Let's all shriek together... "But what about the children?"

That's what Hillary is doing and the New Democrats are backing her. See, she's worried that the V-Chip isn't enough anymore (heh, did anybody ever actually use that turkey?) and Hill, priming for a centrist position so she can run for president in 2008, wants to do something about... well, in her words, here's the problem: "Just a decade ago, we made great strides to keep children away from inappropriate material. But we face a complex new world. All across our country, kids today are playing increasingly violent video games while sending instant messages to friends and strangers online and listening to music they've downloaded on their I-Pods. How does a parent today who wants to protect their child from violent or explicit content have a chance?"

Here's the answer, Hillary -- access to greater amount of content will make the kids in, what you guys are lamely calling "Generation M(edia)," more savvy, more mature, smarter and more interesting than generations prior.

Information fights to be free, folks. Even to minors. But, the thing is, information isn't warping, it's enlightening. Sheltering a young generation isn't the answer. Let them see what they want. Parents are just going to have to make time to dicsuss what's been seen.

I know that a lot of free speech advocates (and I'm worse, I'm a free speech absolutist) say it's okay to protect minors. But, in the end, there's no real way to protect minors without limiting the content available to adults. Look at the movie industry. The MPAA rates movies and, unfairly, only has parents on the ratings committee, as if the views of people without kids don't matter. The natural market response, in Hollywood, is to tone down content in movies. Why? Because a PG movie is acceptable for a much larger audience than an R-rated movie is. The decisions made by directors and writers -- actual artists -- wind up being second-guessed by non-artists and the money issue creates an incentive for producers to give in to non-artist pressure, often against the wishes of the people who actually made the movie.

Is that right? I say it's "soft censorship." It's not compulsory by law, but it is compelled by a market manipulated by prudes. And... that sucks.
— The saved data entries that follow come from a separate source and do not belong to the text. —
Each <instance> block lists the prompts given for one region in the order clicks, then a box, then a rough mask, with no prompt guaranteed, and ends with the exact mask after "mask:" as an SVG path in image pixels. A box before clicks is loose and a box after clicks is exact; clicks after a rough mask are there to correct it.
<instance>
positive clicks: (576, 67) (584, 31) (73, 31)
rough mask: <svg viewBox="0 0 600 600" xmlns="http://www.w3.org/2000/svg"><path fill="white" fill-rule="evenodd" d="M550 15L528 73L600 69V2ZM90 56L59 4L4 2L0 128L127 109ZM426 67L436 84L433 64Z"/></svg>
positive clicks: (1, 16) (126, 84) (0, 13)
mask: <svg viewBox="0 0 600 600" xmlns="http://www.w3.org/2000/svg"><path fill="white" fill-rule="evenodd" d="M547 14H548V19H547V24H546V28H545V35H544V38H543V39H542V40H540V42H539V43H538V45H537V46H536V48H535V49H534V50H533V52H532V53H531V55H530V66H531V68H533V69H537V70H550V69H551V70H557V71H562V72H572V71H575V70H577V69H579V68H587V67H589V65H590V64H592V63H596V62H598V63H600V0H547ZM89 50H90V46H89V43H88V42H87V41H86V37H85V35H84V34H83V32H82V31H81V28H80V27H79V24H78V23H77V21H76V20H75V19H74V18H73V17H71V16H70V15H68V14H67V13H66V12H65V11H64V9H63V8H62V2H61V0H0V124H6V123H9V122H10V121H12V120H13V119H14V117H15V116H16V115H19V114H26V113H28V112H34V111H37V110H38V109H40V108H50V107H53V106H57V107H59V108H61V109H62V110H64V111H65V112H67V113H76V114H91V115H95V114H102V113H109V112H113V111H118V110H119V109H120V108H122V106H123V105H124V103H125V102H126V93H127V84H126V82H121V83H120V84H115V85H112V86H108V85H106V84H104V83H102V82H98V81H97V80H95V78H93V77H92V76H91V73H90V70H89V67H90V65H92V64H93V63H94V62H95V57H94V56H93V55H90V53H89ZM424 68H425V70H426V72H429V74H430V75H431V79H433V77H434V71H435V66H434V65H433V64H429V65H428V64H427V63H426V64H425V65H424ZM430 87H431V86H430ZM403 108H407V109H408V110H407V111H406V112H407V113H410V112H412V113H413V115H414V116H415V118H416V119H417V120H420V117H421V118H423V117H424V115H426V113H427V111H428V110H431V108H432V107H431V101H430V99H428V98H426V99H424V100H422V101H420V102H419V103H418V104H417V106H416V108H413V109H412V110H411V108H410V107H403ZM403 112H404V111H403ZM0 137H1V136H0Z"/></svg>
Stop making this kind of thing an issue, Hillary. What kids download on their iPods is not a matter for the federal government to be concerned with. Get back to the real issues like Social Security, the deficit and our messed up foreign policy.


At 2:02 PM , Blogger Dollar Video Curator said...
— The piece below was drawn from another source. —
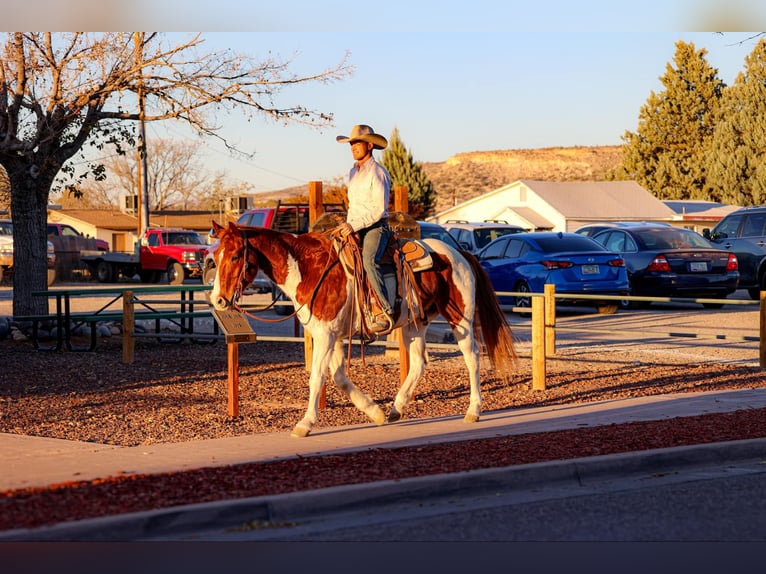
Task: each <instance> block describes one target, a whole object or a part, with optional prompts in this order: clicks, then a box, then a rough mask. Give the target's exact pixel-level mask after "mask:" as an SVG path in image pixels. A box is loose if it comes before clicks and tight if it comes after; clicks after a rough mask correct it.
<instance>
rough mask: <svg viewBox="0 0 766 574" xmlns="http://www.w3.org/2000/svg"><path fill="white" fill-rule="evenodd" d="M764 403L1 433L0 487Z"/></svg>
mask: <svg viewBox="0 0 766 574" xmlns="http://www.w3.org/2000/svg"><path fill="white" fill-rule="evenodd" d="M764 407H766V389H748V390H738V391H716V392H707V393H679V394H669V395H659V396H654V397H640V398H635V399H621V400H611V401H602V402H594V403H587V404H577V405H559V406H551V407H540V408H523V409H512V410H504V411H497V412H488V413H483V414H482V418H481V420H480V421H479V422H478V423H477V424H472V425H468V424H465V423H464V422H463V420H462V416H455V417H447V418H440V419H422V420H410V421H408V420H406V419H405V420H403V421H401V422H397V423H393V424H386V425H383V426H380V427H378V426H375V425H372V424H369V425H357V426H347V427H321V426H319V427H317V428H315V430H314V431H313V432H312V434H311V435H310V436H309V437H308V438H305V439H297V438H292V437H291V436H290V435H289V433H288V432H284V433H268V434H256V435H247V436H239V437H232V438H223V439H214V440H200V441H191V442H183V443H163V444H155V445H147V446H136V447H120V446H110V445H101V444H94V443H85V442H76V441H67V440H59V439H51V438H41V437H32V436H23V435H14V434H0V460H2V461H3V472H2V473H0V490H11V489H20V488H29V487H44V486H48V485H52V484H57V483H63V482H70V481H86V480H93V479H98V478H108V477H116V476H124V475H130V474H155V473H163V472H174V471H183V470H191V469H195V468H204V467H212V466H224V465H231V464H241V463H251V462H260V461H270V460H279V459H284V458H291V457H298V456H300V457H306V456H312V455H324V454H337V453H343V452H353V451H362V450H371V449H377V448H392V447H403V446H417V445H425V444H433V443H443V442H452V441H462V440H468V439H476V438H490V437H497V436H507V435H514V434H524V433H533V432H549V431H555V430H562V429H572V428H583V427H595V426H600V425H607V424H614V423H625V422H632V421H648V420H662V419H669V418H676V417H684V416H694V415H701V414H709V413H717V412H731V411H736V410H739V409H753V408H764Z"/></svg>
I agree, of course, with you. Has anything really changed since we were kids? We all snuck into R-rated movies, looked at dirty titty magazines, drank and smoked underage, and heard music with FUCK in it. And how badly did this effect us? Obviously we are all just a bunch of violent perverts. This kind of censorship is just a cop out for lazy parents who refuse to take the responsibility for raising their own children.